In an embodiment, the process may include selecting the next-runnable thread, scanning a next-runnable thread stack associated with the next-runnable thread, and marking the next runnable thread “scanned”. In another embodiment, the process may include updating a pointer to the first memory location in the next-runnable thread stack to point to the second memory location.
In an embodiment, the process may include executing a second of the plurality of threads, wherein the second thread includes a class reference associated with the first memory location, and associating the class reference to the second memory location. In another embodiment, the process may include trapping the class reference. In another embodiment, the process may include updating the class reference using a forwarding pointer. In another embodiment, the process may include marking the second of the plurality of threads “scanned.”
In an embodiment, the process may include suspending the plurality of threads a second time, selecting a second of the plurality of threads, scanning a stack associated with the second thread, marking the second thread “scanned,” and resuming the threads a second time. In another embodiment, the process may include reclaiming memory associated with the first memory location when it is determined that each of the plurality of threads has been scanned.
An example system according to the technique includes a scheduler and a relocation engine. In an embodiment, the scheduler may suspend mutator threads in preparation for dynamic object relocation.

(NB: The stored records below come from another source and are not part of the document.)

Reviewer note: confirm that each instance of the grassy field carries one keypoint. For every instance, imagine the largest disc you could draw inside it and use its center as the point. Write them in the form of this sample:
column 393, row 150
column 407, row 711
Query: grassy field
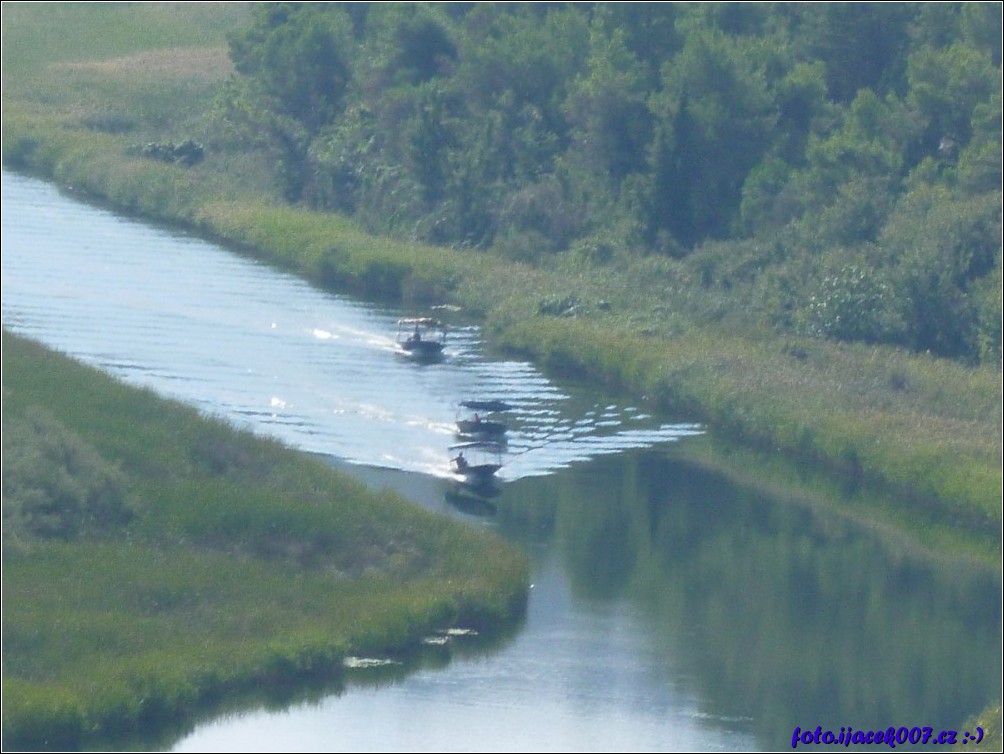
column 76, row 111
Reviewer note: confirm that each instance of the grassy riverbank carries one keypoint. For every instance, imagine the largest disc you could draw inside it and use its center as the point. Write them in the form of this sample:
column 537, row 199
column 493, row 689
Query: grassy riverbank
column 155, row 558
column 927, row 429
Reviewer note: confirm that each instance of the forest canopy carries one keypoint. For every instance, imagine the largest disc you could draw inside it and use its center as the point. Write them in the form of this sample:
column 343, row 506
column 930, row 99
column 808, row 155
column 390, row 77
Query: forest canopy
column 835, row 166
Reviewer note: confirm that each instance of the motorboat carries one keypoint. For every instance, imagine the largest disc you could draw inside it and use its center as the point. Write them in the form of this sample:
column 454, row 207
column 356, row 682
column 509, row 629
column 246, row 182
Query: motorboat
column 483, row 423
column 476, row 462
column 422, row 338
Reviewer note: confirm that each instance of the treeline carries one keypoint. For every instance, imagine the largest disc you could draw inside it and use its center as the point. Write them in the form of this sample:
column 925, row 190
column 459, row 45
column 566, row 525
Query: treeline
column 835, row 167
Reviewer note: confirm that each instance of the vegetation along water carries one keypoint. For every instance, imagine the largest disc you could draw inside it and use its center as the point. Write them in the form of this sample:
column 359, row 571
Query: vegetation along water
column 780, row 219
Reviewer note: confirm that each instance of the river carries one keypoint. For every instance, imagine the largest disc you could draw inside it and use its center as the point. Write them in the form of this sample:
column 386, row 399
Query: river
column 672, row 609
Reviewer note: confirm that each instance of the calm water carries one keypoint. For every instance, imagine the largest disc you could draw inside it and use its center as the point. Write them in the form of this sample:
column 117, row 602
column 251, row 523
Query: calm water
column 671, row 609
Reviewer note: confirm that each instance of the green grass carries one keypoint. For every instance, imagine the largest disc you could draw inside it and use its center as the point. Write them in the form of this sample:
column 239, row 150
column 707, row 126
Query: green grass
column 239, row 560
column 928, row 428
column 75, row 106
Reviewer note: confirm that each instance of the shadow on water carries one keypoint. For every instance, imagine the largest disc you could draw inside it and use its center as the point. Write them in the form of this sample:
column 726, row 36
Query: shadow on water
column 776, row 612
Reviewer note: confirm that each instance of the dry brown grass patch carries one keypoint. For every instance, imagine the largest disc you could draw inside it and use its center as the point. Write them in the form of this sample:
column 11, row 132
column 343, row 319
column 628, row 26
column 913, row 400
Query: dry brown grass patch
column 208, row 63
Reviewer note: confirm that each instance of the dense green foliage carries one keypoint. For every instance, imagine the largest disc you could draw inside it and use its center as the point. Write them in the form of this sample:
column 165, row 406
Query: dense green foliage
column 155, row 558
column 846, row 155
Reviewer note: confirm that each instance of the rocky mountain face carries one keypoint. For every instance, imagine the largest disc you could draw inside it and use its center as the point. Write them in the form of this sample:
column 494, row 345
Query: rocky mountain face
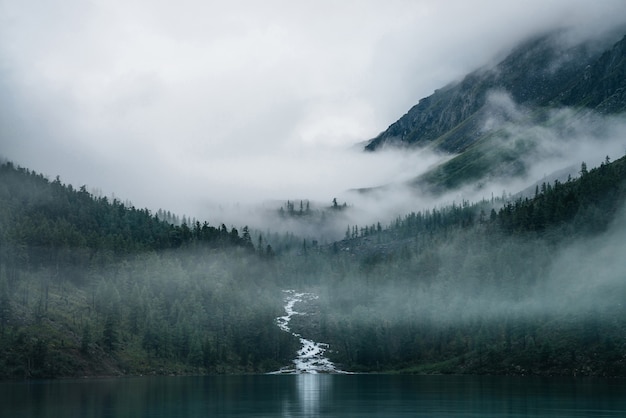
column 541, row 73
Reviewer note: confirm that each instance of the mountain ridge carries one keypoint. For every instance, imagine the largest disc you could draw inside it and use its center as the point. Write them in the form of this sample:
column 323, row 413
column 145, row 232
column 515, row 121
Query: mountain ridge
column 472, row 119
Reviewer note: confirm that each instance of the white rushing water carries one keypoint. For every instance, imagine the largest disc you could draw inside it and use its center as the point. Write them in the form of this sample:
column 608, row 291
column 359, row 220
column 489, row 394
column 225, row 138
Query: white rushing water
column 310, row 358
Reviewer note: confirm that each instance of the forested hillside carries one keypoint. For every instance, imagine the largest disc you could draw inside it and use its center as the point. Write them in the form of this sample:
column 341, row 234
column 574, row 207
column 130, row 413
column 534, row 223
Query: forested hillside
column 530, row 285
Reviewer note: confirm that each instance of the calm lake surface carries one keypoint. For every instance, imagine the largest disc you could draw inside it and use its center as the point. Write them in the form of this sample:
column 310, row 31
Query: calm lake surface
column 307, row 395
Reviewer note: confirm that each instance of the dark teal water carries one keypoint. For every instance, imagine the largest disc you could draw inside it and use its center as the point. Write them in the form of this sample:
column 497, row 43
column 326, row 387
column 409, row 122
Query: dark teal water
column 315, row 395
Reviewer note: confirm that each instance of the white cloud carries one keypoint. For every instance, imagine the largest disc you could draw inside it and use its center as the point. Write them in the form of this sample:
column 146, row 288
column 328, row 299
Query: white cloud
column 172, row 104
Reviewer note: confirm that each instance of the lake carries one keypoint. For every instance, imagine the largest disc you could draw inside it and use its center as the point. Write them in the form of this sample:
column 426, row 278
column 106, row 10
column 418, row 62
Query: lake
column 310, row 395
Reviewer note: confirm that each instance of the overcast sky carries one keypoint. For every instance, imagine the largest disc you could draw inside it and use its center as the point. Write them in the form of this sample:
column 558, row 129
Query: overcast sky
column 183, row 105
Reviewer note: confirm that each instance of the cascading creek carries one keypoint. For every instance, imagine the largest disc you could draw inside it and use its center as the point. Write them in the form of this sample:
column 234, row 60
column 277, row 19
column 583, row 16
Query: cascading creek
column 310, row 358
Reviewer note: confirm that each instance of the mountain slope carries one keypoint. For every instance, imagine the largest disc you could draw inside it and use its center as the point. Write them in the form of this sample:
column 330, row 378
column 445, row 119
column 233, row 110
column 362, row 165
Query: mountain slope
column 474, row 117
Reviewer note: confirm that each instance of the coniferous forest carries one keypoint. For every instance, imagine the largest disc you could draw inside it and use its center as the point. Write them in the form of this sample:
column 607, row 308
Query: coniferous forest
column 91, row 286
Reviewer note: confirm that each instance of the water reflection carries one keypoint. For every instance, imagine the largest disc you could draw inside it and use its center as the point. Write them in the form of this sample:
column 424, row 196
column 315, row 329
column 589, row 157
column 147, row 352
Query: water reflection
column 312, row 389
column 320, row 395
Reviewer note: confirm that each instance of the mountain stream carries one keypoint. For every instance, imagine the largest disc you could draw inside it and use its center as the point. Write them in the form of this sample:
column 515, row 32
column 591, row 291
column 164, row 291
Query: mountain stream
column 310, row 358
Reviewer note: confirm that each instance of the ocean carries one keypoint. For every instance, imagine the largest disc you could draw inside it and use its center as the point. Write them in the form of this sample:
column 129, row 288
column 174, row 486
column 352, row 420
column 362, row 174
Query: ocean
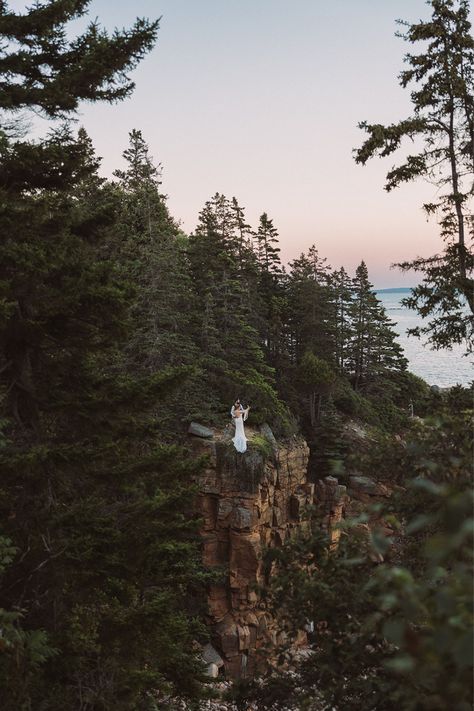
column 443, row 368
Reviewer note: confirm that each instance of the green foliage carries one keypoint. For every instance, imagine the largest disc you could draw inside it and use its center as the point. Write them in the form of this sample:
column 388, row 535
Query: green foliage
column 395, row 635
column 442, row 125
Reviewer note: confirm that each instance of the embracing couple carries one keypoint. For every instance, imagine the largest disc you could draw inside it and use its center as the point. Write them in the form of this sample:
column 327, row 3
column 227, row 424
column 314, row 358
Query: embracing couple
column 239, row 414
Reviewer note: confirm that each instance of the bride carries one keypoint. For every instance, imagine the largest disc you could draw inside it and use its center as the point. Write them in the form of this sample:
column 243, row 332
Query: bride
column 239, row 415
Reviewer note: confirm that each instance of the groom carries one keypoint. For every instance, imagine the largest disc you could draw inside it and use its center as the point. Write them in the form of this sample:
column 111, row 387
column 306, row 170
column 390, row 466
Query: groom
column 236, row 406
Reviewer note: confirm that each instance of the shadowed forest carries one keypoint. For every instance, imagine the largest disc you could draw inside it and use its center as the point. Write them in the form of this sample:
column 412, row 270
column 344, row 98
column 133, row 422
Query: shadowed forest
column 118, row 329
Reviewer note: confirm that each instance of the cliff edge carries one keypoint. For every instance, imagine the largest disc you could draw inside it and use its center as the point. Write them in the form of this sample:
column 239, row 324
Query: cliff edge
column 248, row 502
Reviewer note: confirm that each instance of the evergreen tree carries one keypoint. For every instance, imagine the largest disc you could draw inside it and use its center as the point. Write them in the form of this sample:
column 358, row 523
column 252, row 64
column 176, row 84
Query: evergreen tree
column 94, row 507
column 271, row 290
column 41, row 69
column 373, row 350
column 311, row 316
column 231, row 354
column 154, row 255
column 442, row 123
column 342, row 287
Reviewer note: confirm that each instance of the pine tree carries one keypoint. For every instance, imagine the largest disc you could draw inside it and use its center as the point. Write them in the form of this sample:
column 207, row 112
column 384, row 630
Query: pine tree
column 231, row 354
column 442, row 124
column 342, row 287
column 311, row 315
column 374, row 350
column 96, row 509
column 40, row 68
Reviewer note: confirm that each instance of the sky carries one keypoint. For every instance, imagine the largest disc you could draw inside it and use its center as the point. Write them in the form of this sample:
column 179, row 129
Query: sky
column 260, row 99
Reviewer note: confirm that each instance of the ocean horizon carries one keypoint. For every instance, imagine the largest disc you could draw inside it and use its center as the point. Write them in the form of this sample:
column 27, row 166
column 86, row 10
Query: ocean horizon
column 444, row 367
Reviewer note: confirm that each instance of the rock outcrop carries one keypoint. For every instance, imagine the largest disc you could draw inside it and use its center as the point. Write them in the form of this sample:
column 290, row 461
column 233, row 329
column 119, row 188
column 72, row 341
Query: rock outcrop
column 248, row 502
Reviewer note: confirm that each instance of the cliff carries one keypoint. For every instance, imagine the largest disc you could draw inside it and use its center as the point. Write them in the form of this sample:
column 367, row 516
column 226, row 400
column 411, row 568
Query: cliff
column 248, row 502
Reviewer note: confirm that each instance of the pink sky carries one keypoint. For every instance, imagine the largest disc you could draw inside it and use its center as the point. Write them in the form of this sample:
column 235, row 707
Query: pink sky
column 260, row 99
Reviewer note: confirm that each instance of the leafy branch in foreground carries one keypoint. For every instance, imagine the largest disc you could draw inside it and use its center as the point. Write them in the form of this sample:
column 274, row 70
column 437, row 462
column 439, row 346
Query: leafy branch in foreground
column 442, row 129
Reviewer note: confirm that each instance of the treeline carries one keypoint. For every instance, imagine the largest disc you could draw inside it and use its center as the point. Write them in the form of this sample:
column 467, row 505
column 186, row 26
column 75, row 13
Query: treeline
column 220, row 301
column 117, row 330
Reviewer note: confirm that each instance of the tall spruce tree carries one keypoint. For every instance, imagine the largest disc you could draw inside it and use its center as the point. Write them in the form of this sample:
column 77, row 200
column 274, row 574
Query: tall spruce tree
column 95, row 510
column 374, row 350
column 342, row 288
column 442, row 124
column 231, row 354
column 311, row 316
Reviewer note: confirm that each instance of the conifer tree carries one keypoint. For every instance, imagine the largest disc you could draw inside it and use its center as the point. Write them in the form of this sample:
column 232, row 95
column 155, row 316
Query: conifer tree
column 311, row 316
column 342, row 288
column 374, row 350
column 231, row 354
column 442, row 124
column 93, row 506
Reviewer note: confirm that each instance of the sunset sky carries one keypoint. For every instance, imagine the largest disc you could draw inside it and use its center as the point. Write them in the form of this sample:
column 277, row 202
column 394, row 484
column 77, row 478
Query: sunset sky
column 260, row 99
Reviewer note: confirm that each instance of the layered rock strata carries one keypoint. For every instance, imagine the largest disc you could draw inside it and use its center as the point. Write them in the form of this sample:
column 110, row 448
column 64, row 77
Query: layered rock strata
column 248, row 502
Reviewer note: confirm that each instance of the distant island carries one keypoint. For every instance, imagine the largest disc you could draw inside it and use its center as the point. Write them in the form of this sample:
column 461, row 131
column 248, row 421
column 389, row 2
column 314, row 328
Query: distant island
column 397, row 290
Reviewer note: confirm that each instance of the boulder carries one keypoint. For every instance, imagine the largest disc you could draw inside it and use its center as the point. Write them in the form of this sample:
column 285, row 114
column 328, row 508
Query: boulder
column 364, row 484
column 200, row 430
column 212, row 670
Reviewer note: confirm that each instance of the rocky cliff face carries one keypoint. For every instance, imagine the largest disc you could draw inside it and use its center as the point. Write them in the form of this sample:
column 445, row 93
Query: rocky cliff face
column 248, row 502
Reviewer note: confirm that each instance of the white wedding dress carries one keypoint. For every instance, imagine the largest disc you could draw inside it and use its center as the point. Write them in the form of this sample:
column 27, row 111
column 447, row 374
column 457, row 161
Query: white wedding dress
column 240, row 440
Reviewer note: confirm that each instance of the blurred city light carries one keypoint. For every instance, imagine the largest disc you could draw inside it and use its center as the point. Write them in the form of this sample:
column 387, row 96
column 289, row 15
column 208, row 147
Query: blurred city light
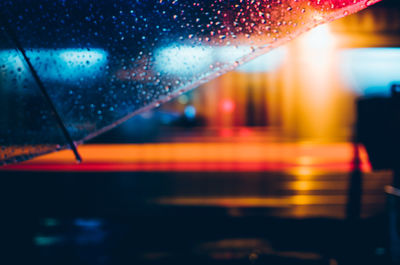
column 57, row 65
column 370, row 71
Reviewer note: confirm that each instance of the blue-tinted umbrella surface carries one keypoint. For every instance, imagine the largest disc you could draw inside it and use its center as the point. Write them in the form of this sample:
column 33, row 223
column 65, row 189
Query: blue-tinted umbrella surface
column 70, row 70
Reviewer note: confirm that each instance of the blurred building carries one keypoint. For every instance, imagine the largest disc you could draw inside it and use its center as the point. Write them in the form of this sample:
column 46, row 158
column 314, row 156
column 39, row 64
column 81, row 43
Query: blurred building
column 307, row 89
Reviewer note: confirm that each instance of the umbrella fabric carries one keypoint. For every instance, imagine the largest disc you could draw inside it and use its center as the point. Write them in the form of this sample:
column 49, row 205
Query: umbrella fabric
column 101, row 62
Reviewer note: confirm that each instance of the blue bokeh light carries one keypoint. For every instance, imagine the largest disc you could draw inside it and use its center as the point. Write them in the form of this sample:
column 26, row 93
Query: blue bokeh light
column 57, row 65
column 190, row 112
column 370, row 71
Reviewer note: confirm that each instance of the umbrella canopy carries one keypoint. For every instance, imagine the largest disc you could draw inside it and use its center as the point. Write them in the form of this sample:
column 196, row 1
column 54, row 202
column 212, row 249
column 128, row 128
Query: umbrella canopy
column 70, row 70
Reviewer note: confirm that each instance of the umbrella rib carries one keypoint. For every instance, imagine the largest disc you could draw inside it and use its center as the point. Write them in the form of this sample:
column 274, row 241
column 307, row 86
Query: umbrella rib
column 44, row 91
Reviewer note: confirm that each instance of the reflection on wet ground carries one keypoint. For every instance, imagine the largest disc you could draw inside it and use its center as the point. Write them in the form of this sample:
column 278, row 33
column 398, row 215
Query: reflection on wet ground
column 242, row 203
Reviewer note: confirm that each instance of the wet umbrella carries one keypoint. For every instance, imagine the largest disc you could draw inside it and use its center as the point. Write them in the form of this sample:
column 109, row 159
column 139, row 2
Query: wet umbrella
column 70, row 70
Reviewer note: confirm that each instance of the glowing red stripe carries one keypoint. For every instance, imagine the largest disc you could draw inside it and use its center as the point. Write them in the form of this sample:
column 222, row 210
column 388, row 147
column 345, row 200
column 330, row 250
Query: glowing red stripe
column 183, row 167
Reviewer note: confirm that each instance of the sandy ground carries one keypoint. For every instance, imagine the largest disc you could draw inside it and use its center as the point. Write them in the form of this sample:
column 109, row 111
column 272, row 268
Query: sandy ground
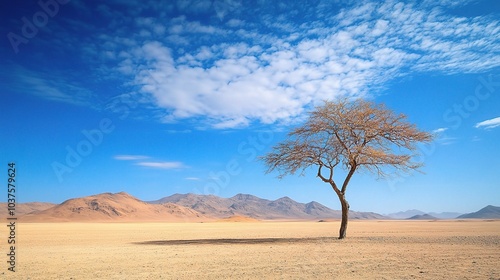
column 262, row 250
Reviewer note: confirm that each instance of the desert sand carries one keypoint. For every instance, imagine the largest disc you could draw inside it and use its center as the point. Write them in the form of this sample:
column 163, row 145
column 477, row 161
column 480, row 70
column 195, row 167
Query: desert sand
column 257, row 250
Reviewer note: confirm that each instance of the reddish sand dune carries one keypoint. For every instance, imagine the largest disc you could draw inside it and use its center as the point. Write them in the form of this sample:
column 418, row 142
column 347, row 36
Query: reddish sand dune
column 108, row 207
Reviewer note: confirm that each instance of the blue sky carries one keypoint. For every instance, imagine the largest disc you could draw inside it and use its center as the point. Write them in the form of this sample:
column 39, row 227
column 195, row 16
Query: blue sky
column 163, row 97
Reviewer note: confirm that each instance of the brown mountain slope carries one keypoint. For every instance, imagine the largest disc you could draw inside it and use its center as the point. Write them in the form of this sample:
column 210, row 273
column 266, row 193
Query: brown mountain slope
column 258, row 208
column 108, row 207
column 25, row 208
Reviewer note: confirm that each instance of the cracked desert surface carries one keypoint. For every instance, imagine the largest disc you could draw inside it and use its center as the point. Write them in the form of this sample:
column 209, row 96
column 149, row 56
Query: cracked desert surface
column 257, row 250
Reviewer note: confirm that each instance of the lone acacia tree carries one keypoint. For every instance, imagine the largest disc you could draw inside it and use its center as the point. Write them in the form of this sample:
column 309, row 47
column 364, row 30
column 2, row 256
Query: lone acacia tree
column 353, row 135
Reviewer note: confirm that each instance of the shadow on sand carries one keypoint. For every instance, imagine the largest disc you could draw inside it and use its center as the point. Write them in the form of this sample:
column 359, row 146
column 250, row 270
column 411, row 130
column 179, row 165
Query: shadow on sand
column 224, row 241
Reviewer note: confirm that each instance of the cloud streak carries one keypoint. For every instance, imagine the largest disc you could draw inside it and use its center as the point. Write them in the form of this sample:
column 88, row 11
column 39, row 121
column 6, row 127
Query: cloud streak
column 489, row 124
column 162, row 164
column 260, row 63
column 130, row 157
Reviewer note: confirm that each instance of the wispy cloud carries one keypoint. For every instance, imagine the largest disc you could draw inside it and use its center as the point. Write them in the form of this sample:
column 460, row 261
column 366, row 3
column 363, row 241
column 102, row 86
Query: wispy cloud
column 271, row 79
column 162, row 164
column 488, row 124
column 440, row 130
column 193, row 178
column 260, row 64
column 130, row 157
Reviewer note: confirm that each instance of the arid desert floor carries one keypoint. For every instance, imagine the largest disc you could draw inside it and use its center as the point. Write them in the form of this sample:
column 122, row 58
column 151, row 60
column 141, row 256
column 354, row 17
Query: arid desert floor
column 257, row 250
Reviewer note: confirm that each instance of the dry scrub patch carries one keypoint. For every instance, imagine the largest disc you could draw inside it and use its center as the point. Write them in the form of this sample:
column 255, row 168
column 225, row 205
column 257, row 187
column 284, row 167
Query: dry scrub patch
column 261, row 250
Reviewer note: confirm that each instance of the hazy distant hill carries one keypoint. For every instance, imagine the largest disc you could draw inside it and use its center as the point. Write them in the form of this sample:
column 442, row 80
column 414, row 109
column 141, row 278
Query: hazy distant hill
column 255, row 207
column 112, row 207
column 410, row 213
column 122, row 207
column 488, row 212
column 422, row 217
column 406, row 214
column 25, row 208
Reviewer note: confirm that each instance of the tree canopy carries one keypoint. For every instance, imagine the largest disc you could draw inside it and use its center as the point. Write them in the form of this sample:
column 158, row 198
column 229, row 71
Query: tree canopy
column 353, row 135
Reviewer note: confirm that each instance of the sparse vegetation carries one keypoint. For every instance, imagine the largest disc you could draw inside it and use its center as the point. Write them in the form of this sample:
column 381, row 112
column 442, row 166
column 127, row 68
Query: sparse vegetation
column 353, row 135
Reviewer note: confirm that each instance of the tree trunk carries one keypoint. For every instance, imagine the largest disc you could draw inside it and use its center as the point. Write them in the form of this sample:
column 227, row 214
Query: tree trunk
column 345, row 216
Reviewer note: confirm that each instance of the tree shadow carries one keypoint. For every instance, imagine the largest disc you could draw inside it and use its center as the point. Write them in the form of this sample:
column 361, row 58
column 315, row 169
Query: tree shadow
column 227, row 241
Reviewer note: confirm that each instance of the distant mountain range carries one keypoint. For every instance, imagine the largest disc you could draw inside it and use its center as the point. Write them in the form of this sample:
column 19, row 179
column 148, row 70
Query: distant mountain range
column 409, row 214
column 122, row 207
column 488, row 212
column 258, row 208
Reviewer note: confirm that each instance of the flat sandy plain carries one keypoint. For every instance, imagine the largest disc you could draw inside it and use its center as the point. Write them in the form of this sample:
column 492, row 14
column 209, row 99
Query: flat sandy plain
column 257, row 250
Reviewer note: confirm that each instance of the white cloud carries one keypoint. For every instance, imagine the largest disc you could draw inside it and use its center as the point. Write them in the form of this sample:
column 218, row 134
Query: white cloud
column 161, row 164
column 488, row 124
column 130, row 157
column 193, row 178
column 233, row 84
column 264, row 67
column 440, row 130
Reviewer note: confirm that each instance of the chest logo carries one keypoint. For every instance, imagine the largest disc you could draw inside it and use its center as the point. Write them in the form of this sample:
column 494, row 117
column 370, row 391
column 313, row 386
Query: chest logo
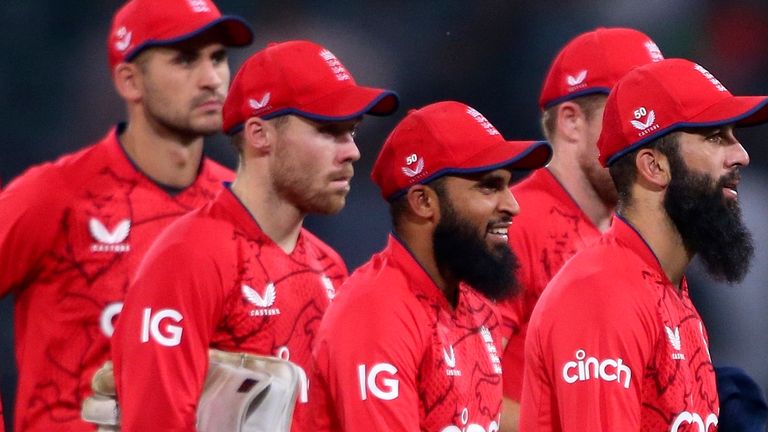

In an embodiment, the relocation engine may, in cooperation with the scheduler, mark mutator threads as “unscanned.” In another embodiment, the relocation engine may be configured to do one or more of: read a first object, write a second object that is associated with the first object, patch a class pointer associated with the first object to a trap class, set a forwarding pointer to the second object at the first object, scan a global stack, update references to the first object, if any, according to the forwarding pointer, select a first thread of the suspended mutator threads, scan a mutator stack associated with the first thread, update references to the first object, if any, according to the forwarding pointer, and mark the first thread of the suspended mutator threads as “scanned.”
In an embodiment, the scheduler is further configured to resume the mutator threads after marking the first thread as scanned and before scanning a second mutator stack associated with a second thread of the suspended mutator threads.
Embodiments of the invention are illustrated in the figures. However, the embodiments and figures are illustrative rather than limiting; they provide examples of the invention.
A garbage collector may be executed on a stock hardware system with a number of mutator threads (each with an associated thread state), as scheduled by a scheduler. The system may include one or more processors that act on memory objects. Objects may be represented in memory in many ways.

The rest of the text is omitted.